Fragility Index

we should be clear though that that’s not what we’re objecting to. I have never seen the FI used that way, or described for that purpose and it doesn’t fit with the definitoon of FI, and it wouldnt be recongised as FI and etc.

i anticipate that something like that re-definition may occur though, ive seen it before: when a proposed statistic starts to lose favour they broaden the definition until it encapsulates a more widely accepted statistic, thus making it indistinguishable, as if it was intended all along. Famous cardiologist Milton Packer i believe did this with his personal ‘clinical composite’ which he later described as a special case of the global rank

I think the interpretation in terms of patients lost to follow-up has been part of the definition at least since this pub: https://www.jclinepi.com/article/S0895-4356(13)00466-6/fulltext. They cite two earlier papers from the 90s but I always assumed this paper was the one that kicked off the current craze (and don’t have access to the earlier pubs!), it certainly dominates in turns of cites.

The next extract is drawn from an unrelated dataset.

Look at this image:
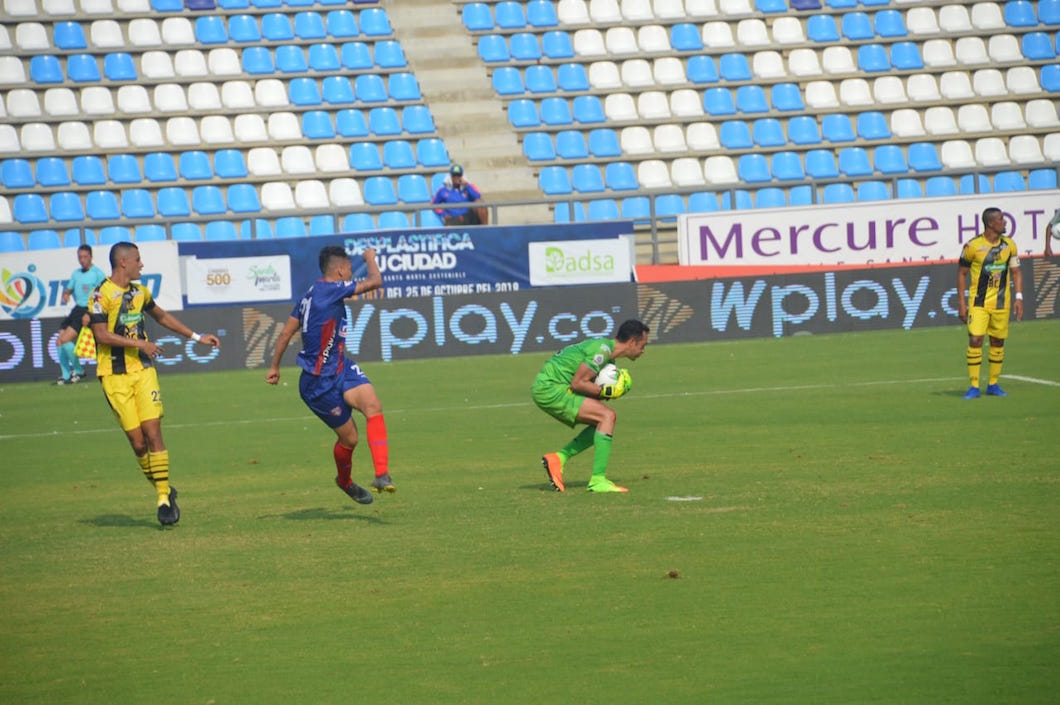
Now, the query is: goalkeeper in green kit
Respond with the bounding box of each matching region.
[530,319,649,492]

The person who introduced it to me must have come up the the misclassification application.

i didn’t read the full pdf, just their defn: “The Fragility Index was calculated by adding an event from the group with the smaller number of events (and subtracting a nonevent from the same group to keep the total number of patients constant) and recalculating the two-sided P -value for Fisher’s exact test.”

and that’s the defn im familiar with, i didnt see anything about lost-to-follow up. But if they did replace drop outs with an event then it’s just a worst case scenario imputation, or a perverse locf. Theyre blending and confusing all these ideas together? sorry, maybe it deserves more attention, but my guess is i shouldnt waste my time with these papers…

The lost to follow-up bit isn’t included in the math, just how they interpret it. For example from the abstract:

Results

The 399 eligible trials had a median sample size of 682 patients (range: 15–112,604) and a median of 112 events (range: 8–5,142); 53% reported a P -value <0.01. The median Fragility Index was 8 (range: 0–109); 25% had a Fragility Index of 3 or less. In 53% of trials, the Fragility Index was less than the number of patients lost to follow-up.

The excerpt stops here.